Ничто не бесконечно, не бесконечно и человеческое терпение. В конце концов, поразмыслив, она пришла к выводу, что в Доме малютки ребенку обеспечат уход лучший, чем нищая неработающая мать, и написала отказ.
А на следующий день Миша умер. Света даже не успела с ним попрощаться, о чем горько плакала у меня в ординаторской.
Хоронила она его сама.
По закону жанра здесь должна возникнуть некая мораль. Например, что мать должна находиться с ребенком до конца. Или, напротив, что младенец в Царствии Небесном, и свою нетерпеливую маму простит (вернее, уже простил). Или что Господь позволил маме отказаться от сына накануне его кончины, чтобы ее исстрадавшееся сердце не разбилось окончательно в момент констатации смерти. Или что-нибудь еще столь же нравоучительное.[3]
Но я не хочу выводить никакой морали.
(из воспоминаний о старой скорой)
В старые времена скорая помощь была фактически семьей. Или, точнее, братством. Этакой Запорожской Сечью от медицины. В каждом курене, то бишь подстанции, был атаман – заведующий, писарь – старший фельдшер, судья – старший врач. А ниже бурлила вольница, в которой выделялась старшина (по аналогии с советом старейшин у запорожских казаков. – Прим. ред.) – уважаемые сотрудники. Все звали друг друга на «ты» – и врачи, и фельдшера, по имени-отчеству величали лишь очень уважаемых сотрудников либо очень пожилых, да и то часто обращались к ним «дядя» или «тетя» и по имени.

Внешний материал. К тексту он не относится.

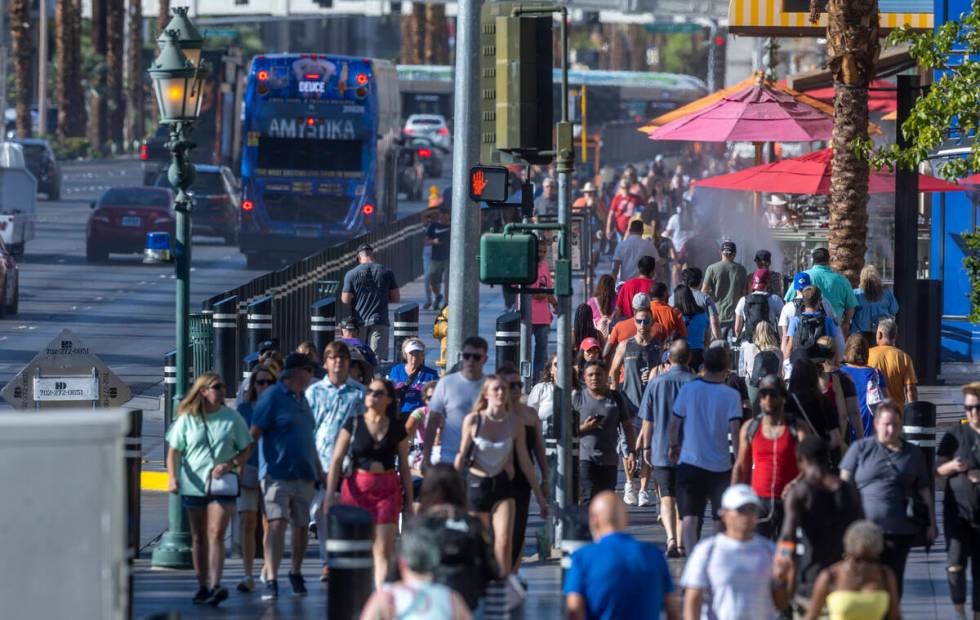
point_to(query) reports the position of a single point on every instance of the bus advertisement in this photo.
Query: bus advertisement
(320, 147)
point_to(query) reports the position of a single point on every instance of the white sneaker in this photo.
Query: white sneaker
(629, 494)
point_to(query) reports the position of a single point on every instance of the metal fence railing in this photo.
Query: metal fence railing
(295, 288)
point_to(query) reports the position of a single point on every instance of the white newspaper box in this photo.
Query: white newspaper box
(62, 518)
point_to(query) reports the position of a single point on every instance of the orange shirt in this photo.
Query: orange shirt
(669, 317)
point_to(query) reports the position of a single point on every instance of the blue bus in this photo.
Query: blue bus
(319, 155)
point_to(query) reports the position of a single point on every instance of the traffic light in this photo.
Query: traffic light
(516, 90)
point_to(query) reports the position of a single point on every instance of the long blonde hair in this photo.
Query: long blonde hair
(194, 402)
(870, 283)
(765, 336)
(482, 402)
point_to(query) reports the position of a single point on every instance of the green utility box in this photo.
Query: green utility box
(508, 258)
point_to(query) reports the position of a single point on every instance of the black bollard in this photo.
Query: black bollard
(133, 456)
(508, 339)
(575, 535)
(350, 537)
(226, 342)
(258, 322)
(323, 323)
(405, 325)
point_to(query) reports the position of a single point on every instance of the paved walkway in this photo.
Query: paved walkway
(157, 591)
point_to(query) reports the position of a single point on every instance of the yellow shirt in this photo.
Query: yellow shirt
(896, 365)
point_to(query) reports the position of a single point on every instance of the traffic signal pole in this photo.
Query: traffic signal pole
(464, 283)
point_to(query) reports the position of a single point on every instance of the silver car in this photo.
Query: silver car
(430, 126)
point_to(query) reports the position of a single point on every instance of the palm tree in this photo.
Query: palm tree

Но горе было тем, кто не хотел вписываться в эти обычаи. Их не любили, с ними не хотели работать, их не принимали в компании, с ними даже не выпивали по утрам. Особенную же неприязнь вызывали врачи (часто сами из фельдшеров), которые всеми силами пытались показать свое превосходство над фельдшерами.

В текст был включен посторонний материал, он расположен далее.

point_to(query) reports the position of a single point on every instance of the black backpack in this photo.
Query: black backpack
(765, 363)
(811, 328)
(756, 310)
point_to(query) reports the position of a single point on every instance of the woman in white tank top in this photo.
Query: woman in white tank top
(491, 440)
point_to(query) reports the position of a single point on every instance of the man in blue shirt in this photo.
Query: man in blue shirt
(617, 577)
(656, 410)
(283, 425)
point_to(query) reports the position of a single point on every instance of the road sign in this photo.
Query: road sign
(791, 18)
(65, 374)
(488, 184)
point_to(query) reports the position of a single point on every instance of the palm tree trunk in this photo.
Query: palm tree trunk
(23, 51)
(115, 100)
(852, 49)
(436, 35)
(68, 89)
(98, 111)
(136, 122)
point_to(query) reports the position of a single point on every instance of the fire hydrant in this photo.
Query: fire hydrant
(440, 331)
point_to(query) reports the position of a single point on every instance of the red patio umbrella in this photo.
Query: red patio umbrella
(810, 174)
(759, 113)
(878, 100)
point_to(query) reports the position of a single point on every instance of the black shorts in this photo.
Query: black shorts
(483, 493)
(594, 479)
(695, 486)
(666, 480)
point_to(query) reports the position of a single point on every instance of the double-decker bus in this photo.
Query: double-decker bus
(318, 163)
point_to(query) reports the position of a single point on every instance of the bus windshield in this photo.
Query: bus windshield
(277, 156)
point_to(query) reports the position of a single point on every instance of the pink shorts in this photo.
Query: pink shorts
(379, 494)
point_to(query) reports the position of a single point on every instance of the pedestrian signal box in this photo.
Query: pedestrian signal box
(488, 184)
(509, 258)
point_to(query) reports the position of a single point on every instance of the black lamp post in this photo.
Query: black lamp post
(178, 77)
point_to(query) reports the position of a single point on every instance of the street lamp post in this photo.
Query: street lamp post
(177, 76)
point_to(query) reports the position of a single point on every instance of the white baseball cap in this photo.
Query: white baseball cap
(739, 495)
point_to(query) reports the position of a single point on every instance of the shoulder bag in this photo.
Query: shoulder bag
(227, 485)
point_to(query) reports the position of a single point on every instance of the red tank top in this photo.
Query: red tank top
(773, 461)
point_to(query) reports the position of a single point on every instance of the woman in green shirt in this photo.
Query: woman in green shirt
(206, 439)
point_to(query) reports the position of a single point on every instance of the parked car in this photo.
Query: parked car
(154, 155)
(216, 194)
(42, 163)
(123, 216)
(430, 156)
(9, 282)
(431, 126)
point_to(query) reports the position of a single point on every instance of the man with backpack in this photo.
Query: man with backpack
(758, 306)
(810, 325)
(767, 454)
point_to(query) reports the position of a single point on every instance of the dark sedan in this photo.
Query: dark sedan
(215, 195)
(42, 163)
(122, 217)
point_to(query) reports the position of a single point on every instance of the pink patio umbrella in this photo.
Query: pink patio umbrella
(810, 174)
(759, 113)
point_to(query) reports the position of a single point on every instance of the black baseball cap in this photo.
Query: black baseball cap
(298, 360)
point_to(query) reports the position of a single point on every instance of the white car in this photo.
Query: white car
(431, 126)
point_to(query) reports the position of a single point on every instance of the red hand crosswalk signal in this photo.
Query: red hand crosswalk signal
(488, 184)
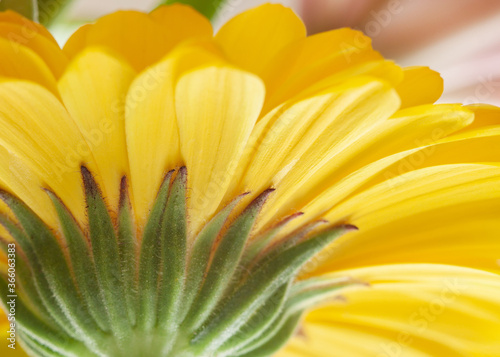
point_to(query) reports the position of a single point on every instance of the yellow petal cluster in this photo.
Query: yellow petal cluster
(341, 133)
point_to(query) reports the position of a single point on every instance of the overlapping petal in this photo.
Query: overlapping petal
(415, 310)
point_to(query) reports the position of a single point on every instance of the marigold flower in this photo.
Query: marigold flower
(167, 192)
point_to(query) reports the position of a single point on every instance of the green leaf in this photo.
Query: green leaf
(209, 8)
(27, 8)
(224, 264)
(106, 254)
(149, 264)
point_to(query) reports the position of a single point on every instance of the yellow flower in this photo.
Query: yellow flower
(339, 132)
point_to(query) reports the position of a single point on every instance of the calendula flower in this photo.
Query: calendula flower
(168, 192)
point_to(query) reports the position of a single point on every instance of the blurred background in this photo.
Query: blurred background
(458, 38)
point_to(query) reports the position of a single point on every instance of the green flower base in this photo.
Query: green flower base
(111, 294)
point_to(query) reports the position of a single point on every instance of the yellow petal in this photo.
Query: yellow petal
(384, 145)
(49, 52)
(216, 108)
(151, 124)
(414, 310)
(23, 63)
(251, 39)
(484, 115)
(93, 89)
(29, 26)
(312, 59)
(133, 35)
(420, 85)
(37, 129)
(299, 146)
(180, 22)
(77, 42)
(440, 214)
(144, 39)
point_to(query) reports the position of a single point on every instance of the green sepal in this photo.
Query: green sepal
(200, 253)
(81, 261)
(127, 250)
(56, 340)
(149, 263)
(262, 319)
(259, 243)
(303, 295)
(45, 254)
(283, 334)
(41, 284)
(106, 254)
(25, 281)
(173, 248)
(224, 264)
(259, 287)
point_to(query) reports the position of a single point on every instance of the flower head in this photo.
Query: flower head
(192, 177)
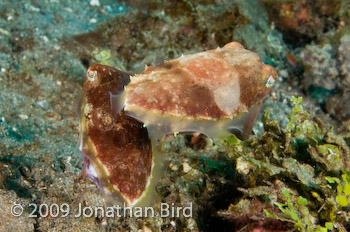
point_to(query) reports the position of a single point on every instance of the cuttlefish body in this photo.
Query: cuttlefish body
(215, 92)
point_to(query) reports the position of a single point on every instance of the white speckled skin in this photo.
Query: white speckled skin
(211, 92)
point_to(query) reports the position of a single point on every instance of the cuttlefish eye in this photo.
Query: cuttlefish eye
(216, 92)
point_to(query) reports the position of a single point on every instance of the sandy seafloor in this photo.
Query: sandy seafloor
(47, 45)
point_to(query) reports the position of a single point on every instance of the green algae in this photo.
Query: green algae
(299, 168)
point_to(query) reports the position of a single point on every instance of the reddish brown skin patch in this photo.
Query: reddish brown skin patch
(202, 67)
(191, 96)
(121, 142)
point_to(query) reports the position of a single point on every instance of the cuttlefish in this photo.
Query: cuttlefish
(215, 92)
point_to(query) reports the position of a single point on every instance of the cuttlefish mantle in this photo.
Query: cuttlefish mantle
(215, 92)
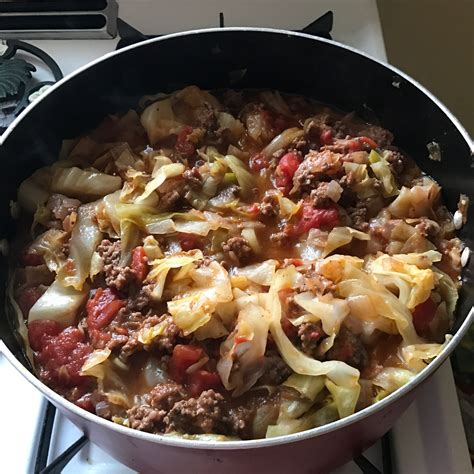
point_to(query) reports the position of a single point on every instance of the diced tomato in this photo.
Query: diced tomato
(102, 308)
(62, 358)
(361, 143)
(189, 242)
(183, 145)
(41, 331)
(201, 380)
(258, 162)
(31, 259)
(184, 356)
(326, 137)
(28, 297)
(280, 123)
(316, 218)
(139, 263)
(288, 328)
(240, 339)
(423, 314)
(254, 209)
(285, 171)
(85, 402)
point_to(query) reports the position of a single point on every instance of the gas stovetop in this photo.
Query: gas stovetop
(428, 438)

Доктор по фамилии Борщ был как раз из таких. Он требовал называть его только по имени-отчеству, несмотря на еще достаточно молодой возраст. Всеми силами он пытался показать, что любой фельдшер по сравнению с ним – ничтожество, мало того, что безграмотное, так еще и безрукое. При любой запинке фельдшера Борщ хватал в руки шприц и сам делал укол. Нет, безруким он как раз не был, все-таки многолетний фельдшерский стаж давал о себе знать, но оскорбленные фельдшера лелеяли планы мести. К тому же Борщ в качестве знака отличия от прочего скоропомощного быдла носил поверх халата не черную шинель, а обычное серое демисезонное пальто.

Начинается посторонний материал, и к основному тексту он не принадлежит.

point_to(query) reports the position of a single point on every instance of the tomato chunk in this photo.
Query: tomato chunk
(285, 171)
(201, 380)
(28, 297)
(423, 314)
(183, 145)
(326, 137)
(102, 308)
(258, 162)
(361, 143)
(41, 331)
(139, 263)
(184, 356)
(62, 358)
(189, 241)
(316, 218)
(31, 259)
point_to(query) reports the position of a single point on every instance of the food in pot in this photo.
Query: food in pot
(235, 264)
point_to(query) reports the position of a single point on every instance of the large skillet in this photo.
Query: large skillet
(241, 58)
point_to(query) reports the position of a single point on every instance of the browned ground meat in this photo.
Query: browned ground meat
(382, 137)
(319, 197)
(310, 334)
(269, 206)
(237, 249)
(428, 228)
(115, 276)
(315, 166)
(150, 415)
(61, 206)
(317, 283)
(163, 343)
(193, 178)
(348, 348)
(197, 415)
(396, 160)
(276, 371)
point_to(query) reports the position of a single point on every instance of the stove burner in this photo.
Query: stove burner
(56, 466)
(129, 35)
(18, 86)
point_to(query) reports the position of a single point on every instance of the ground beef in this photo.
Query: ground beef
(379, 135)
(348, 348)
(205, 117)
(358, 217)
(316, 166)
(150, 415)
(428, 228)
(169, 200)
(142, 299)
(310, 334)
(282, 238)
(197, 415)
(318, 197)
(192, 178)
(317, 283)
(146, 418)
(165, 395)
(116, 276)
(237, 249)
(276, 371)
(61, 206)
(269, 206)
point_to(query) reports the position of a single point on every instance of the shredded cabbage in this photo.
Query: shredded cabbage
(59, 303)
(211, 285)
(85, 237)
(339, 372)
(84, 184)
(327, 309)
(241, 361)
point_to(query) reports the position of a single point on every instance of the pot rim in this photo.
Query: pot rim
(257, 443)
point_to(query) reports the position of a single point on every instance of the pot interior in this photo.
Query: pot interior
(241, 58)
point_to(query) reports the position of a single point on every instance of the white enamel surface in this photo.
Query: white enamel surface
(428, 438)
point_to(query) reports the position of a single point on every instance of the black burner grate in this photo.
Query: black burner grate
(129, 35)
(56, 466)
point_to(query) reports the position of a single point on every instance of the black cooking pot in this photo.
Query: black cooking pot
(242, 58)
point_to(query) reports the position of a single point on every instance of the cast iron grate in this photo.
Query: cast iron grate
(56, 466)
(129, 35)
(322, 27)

В этот день Борщ работал с двумя фельдшерами. В 19 часов одного из них перевели принимать ночную бригаду (водители работали по 14-часовому графику и 4 часа – с 19 до 23 бригада трудилась не в полном составе), в 23 часа все воссоединились, но наркотики, в нарушение инструкции, остались в кармане фельдшера.
Госпитализацию в 67-ю больницу фельдшер выпросил с трудом. Диспетчер отдела госпитализации долго возмущалась плохой слышимостью (микрофон прикрывался рукой), но все же дала просимый стационар якобы по требованию пациента. План мести начал работать.